When it comes to scheduling games, Class 6A football – home to 31 of the metro area’s most successful and largest programs – needs a new playbook.
Activities directors said Thursday that discussions of scheduling regular season games for 2019 and 2020 have reached an impasse and asked the Minnesota State High School League board of directors for help.
Minnetonka’s Ted Schultz and Lakeville North’s Mike Zweber, along with support from board member and Prior Lake activities director Russ Reetz, recommended a new model: Aligning MSHSL sections with subdistricts in football. This would allow for scheduling regular season games with teams that are in the same section. And that means more common opponents and truer seeding results.
Thursday’s discussion could trigger board action at the Dec. 6 meeting.
Class 6A began with the 2012 season and created more competitive balance within the classes – and greater scheduling flexibility. A rising Maple Grove program sought a tougher schedule and took on the likes of Eden Prairie and Minnetonka.
However, the subdistricts became imbalanced. This year, 27 of the Class 6A schools in the Metro District are broken into four uneven subdistricts: South (nine teams), East (seven), North (a half dozen 6A teams plus 5A Osseo) and West (five).
The remaining four 6A teams, Armstrong, Buffalo, Forest Lake and Hopkins, are in other subdistricts. Coon Rapids dropped to 5A, leaving 6A one team short of the desired 32.
A number of schools scheduling outside their sections made seeding difficult, an unintended consequence that ADs hope to correct.
“The 31-team tournament guarantees the best two 6A schools will play in the state championship game,” Reetz said. “So that’s been good. But the problem with the format is that if you don’t play the teams you seed against in the regular season, it’s difficult to get accurate seeds.”
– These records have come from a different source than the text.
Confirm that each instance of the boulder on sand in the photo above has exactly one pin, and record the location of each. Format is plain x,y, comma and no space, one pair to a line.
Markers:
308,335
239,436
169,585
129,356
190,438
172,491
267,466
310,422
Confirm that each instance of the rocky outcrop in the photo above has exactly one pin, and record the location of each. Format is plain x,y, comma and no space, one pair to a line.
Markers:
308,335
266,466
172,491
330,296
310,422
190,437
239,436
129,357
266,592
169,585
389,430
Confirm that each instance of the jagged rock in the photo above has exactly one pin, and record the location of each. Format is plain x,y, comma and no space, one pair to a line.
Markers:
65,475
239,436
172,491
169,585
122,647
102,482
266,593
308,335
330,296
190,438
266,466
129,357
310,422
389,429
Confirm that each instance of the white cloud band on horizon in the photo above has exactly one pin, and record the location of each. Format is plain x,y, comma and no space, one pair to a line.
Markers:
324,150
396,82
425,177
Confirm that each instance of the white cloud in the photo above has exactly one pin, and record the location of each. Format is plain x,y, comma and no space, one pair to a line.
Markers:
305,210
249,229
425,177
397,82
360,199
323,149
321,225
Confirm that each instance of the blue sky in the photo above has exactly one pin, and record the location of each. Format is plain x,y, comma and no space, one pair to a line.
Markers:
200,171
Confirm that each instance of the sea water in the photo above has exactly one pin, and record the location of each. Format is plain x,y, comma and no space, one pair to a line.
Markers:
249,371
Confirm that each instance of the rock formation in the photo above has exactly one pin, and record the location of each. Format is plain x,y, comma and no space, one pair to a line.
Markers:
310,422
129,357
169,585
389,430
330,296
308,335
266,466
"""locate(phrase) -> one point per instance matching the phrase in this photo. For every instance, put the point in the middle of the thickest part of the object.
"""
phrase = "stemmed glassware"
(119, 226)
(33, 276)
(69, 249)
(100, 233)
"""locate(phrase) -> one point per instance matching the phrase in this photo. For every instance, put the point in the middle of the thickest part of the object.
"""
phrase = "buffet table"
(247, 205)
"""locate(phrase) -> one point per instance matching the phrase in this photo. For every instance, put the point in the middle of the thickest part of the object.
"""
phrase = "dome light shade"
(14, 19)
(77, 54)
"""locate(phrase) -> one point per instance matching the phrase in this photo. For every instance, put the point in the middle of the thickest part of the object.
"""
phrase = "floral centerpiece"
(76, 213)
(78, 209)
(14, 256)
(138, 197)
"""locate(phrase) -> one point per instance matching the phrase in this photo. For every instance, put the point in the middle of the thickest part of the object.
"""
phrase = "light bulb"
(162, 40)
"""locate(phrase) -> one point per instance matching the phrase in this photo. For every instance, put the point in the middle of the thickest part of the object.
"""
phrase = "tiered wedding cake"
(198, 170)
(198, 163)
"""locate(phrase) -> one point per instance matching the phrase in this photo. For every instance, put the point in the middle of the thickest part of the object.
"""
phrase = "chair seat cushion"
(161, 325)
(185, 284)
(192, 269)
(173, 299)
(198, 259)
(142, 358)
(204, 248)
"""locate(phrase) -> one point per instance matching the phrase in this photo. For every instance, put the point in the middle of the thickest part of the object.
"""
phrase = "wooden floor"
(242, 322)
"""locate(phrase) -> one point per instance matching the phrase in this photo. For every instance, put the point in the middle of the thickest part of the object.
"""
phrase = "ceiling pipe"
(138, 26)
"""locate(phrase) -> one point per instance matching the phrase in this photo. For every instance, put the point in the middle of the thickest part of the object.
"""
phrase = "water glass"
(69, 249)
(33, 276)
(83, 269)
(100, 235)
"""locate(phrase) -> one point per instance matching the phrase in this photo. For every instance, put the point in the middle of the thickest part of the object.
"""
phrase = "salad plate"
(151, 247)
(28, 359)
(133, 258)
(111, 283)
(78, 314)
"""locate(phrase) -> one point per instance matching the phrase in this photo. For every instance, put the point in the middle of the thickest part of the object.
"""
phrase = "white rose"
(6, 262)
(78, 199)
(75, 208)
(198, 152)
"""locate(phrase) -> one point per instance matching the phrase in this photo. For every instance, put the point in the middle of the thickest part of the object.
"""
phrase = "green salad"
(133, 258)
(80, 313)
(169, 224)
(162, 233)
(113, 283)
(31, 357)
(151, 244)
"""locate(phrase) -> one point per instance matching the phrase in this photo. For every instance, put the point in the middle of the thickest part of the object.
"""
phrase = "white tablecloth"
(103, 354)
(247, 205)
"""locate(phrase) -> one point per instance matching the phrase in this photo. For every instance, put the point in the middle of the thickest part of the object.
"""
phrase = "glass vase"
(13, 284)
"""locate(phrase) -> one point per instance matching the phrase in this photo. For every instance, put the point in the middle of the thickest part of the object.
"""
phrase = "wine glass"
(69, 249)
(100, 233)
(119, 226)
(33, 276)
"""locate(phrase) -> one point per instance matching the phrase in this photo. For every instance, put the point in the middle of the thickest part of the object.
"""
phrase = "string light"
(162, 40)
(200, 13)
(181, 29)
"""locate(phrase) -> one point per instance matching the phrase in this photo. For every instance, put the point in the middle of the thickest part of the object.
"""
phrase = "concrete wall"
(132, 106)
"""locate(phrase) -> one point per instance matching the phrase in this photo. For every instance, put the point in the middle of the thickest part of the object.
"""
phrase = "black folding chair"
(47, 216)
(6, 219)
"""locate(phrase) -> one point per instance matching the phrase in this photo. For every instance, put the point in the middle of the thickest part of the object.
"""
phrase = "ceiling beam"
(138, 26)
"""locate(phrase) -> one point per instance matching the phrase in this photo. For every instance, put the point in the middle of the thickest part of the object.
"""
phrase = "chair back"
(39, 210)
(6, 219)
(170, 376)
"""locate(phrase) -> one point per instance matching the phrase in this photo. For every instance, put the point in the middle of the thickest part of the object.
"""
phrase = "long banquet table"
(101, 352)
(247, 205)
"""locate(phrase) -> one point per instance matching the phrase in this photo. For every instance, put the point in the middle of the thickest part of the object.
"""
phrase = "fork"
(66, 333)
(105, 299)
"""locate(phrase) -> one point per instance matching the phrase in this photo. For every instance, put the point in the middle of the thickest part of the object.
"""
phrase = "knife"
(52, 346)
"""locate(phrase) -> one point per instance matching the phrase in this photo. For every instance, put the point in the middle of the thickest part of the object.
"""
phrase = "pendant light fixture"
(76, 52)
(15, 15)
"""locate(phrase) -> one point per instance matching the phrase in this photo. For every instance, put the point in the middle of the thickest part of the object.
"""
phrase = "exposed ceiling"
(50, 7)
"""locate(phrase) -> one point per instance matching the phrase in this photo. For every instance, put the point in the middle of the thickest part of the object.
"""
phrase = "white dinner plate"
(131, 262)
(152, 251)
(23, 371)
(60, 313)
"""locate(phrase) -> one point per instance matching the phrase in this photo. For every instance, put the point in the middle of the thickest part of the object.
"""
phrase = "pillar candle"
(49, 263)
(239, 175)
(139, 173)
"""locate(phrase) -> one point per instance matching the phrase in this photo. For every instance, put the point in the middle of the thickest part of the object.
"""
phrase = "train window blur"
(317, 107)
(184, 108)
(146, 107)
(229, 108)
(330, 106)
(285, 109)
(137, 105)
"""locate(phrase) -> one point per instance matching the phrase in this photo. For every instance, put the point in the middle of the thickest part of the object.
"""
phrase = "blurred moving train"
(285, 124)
Using Maple Grove as an example, the Crimson’s brutal schedule includes zero games against fellow Section 5 teams. When it comes time to seed, that’s a challenge. How does the Crimson compare to teams with better records against lesser competition?
“It’s difficult to prove to schools you didn’t play that you’re actually better than them even though your record doesn’t show it,” Reetz said.
Timing is also a concern when it comes to aligning MSHSL sections with subdistricts in football.
In June, football leadership in 6A attempted to schedule the 2019 and 2020 regular season schedules based on the projected subdistricts. Talks stalled. But even if those discussions were fruitful, another challenge awaited. The MSHSL’s classifications aren’t decided until March 2019.
That timeline became an issue in March 2017, when Osseo dropped from 6A to 5A. But by that time, the Orioles were already locked into an 6A slate of regular season games.
“The general feeling is that is working backwards,” Reetz said.
To prevent that dilemma, Schultz and Zweber recommended looking at the 27 base schools with enrollments well over the 6A cutoff. Divide them evenly into four subdistricts, they said. And when numbers are determined in March for the schools on the fringes of the enrollment cutoff, add the next largest five schools to get four subdistricts of eight and Voila – a 32-team bracket.
And by mostly playing within their subdistricts, teams can be seeded for in their sections based more on common opponents than conjecture.